Security First attempted to change its policy language to the following:


“Assignment of this policy or any benefit or post-loss right will not be valid unless we give our written consent.”


On July 22, 2013, the Office of Insurance Regulation (OIR) denied Security First's request claiming that the change in language would “violate the intent and meaning of Sections 627.411(1)(a), 627.411(1)(b), and 627.411(1)(e), Florida Statutes[, and] contain[ed] language prohibiting the assignment of a post loss claim under the policy, which is contrary to Florida law.”


A three-judge panel of the appeals court said state law has long allowed assignments of insurance benefits.  "On this point we find an unbroken string of Florida cases over the past century holding that policyholders have the right to assign such claims without insurer consent." The 1st DCA Panel held that the matter of whether or not the practice of assignment of benefits should continue would be more properly addressed by the Florida Legislature.  In fact, Florida legislators considered a pair of bills (HB 669 and SB 1064) in the 2015 Session that would have substantially restricted assignments of benefits but both bills failed.


Not discussed in these cases was the more practical question of whether or not an assignment of benefits to a contractor is a wise decision for an association.

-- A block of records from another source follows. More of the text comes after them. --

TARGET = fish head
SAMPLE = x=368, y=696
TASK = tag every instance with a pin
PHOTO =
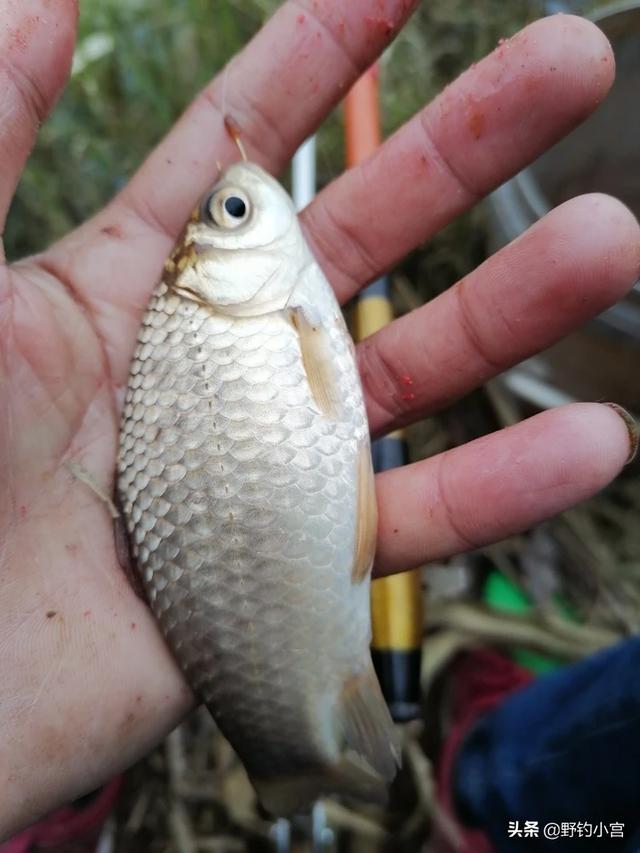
x=243, y=251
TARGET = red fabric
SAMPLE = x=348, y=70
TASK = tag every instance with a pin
x=479, y=681
x=70, y=829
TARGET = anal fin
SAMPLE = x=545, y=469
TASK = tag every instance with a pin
x=366, y=516
x=366, y=724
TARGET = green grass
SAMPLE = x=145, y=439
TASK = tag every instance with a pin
x=139, y=62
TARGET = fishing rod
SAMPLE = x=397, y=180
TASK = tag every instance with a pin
x=396, y=601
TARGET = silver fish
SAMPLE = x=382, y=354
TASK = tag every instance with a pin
x=245, y=479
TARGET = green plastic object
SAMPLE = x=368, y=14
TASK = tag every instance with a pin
x=504, y=595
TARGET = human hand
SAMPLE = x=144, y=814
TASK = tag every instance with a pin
x=87, y=683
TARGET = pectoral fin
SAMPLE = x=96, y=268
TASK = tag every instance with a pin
x=366, y=516
x=317, y=361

Fortunately, we have not had a hurricane impact Florida significantly for more than a decade but in the aftermath of the tumultuous 2004-2005 storm seasons, we saw many out of state, unlicensed and unknown contractors arrive in communities at a time when they were most vulnerable. A Board's priority in the immediate aftermath of a disaster is to mitigate further damage. Negotiation on overall repairs requires deliberation, thoughtful negotiation and careful review of the contract. 
The moral of this blog post is just because you can do something does not necessarily mean you should.

Monday, June 8, 2015

12 Angry Men-Classic Movie or Average Association Master Board Meeting?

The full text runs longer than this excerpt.